Thank you, Karen, for your comment. I agree with everything you are saying. We shouldn't just lean on individual, freelance artists to change the theatre culture in the US given their dependence on institutional theatres and organizations for support and careers. I believe, however, that rapid change in our field's culture around this question can happen very soon — like this year. All it takes is just a few progressive charitable foundations and professional service organizations to decide to encourage new thought around travel and gatherings and how their grant and service programs can be redesigned. This kind of leadership from our supporting institutions has the power to change our field's consciousness really quickly.

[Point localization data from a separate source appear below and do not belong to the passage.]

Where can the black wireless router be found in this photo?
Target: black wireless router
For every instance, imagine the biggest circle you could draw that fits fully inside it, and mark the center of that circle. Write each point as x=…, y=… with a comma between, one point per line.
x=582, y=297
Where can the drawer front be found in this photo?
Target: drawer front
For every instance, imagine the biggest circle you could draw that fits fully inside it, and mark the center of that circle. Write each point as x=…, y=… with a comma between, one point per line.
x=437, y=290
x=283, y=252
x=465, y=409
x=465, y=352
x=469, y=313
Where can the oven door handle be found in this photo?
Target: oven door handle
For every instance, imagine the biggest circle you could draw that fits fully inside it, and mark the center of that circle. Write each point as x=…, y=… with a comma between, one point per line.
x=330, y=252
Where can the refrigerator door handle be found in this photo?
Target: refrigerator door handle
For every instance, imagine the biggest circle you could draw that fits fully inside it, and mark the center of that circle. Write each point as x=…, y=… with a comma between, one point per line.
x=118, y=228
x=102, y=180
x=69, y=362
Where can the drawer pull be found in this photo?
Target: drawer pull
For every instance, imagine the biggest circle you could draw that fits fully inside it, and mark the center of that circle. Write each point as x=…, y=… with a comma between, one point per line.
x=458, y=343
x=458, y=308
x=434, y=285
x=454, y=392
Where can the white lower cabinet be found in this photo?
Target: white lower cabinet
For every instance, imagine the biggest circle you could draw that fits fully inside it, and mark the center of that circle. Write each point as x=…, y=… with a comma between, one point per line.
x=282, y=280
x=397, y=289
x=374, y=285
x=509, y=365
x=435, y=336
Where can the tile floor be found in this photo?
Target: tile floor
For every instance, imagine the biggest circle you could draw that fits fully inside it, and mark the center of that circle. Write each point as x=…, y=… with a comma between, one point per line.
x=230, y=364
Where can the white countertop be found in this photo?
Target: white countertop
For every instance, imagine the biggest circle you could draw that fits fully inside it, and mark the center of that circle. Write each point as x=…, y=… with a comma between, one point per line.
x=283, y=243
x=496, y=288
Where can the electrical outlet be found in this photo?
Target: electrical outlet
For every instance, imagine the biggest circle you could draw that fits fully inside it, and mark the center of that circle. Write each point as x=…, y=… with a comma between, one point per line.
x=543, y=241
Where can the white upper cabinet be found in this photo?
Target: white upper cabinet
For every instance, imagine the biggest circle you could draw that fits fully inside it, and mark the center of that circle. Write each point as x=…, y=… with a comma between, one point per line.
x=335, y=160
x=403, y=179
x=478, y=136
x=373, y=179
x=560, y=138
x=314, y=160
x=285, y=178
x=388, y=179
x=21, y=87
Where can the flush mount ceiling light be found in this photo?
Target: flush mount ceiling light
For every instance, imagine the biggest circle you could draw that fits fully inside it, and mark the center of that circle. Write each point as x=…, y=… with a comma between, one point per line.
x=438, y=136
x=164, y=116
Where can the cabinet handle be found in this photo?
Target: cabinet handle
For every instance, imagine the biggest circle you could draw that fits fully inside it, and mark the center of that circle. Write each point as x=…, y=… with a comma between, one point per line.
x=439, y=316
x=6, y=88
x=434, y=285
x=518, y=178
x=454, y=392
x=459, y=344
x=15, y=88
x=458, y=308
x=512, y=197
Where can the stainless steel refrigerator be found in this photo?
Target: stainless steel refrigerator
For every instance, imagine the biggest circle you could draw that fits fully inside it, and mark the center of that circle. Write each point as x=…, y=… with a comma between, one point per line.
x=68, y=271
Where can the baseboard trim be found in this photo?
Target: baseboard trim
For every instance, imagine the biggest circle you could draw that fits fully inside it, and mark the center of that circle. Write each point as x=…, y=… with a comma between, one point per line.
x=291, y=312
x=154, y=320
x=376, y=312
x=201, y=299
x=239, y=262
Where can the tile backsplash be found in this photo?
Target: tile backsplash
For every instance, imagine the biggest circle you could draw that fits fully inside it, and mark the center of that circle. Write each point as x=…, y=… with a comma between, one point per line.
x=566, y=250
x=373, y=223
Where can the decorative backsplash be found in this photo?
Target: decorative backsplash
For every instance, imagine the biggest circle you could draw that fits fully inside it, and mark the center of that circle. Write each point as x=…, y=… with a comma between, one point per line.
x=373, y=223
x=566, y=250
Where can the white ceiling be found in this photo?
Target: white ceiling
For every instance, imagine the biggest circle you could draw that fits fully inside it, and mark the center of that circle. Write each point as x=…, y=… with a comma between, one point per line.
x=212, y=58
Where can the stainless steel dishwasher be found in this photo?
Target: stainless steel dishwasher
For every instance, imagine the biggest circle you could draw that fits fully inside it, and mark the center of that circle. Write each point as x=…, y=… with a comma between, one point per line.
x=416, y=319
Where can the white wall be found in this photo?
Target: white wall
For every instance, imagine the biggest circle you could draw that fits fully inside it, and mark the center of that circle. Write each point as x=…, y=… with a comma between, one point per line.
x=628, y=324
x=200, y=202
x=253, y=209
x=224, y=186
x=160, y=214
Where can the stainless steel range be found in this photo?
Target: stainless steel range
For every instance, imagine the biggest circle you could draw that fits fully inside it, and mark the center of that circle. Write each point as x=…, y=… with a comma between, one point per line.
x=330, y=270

As a heads up, there's a group of folks (myself included) who are coordinating a series of events related to climate justice at this year's TCG conference. One of the sessions will be a Lab (on Wednesday, June 5, 9am-12pm) called "Green New Theatre." We're hoping to do some collective visioning and movement building around how to transform systems, structures, and individual practice. If you're planning to be at the TCG conference, please join us. Also, Vijay -- we're looking into possibility of digital participation for people who won't be there in person (and to cut down on necessity of people flying to the conference) -- maybe this is something HowlRound can support?

All best, Annalisa

Thank you Annalisa for pointing this out! Yes, HowlRound is happy to be partnering again with the Theatre Communications Group National Conference to livestream many of their sessions from Miami in June. The full livestreaming schedule is in the works and we're aiming to publish it in a few weeks. The session you mention is definitely on our radar for livestreaming, and we can figure out ways to make it interactive with any participants who will be watching online.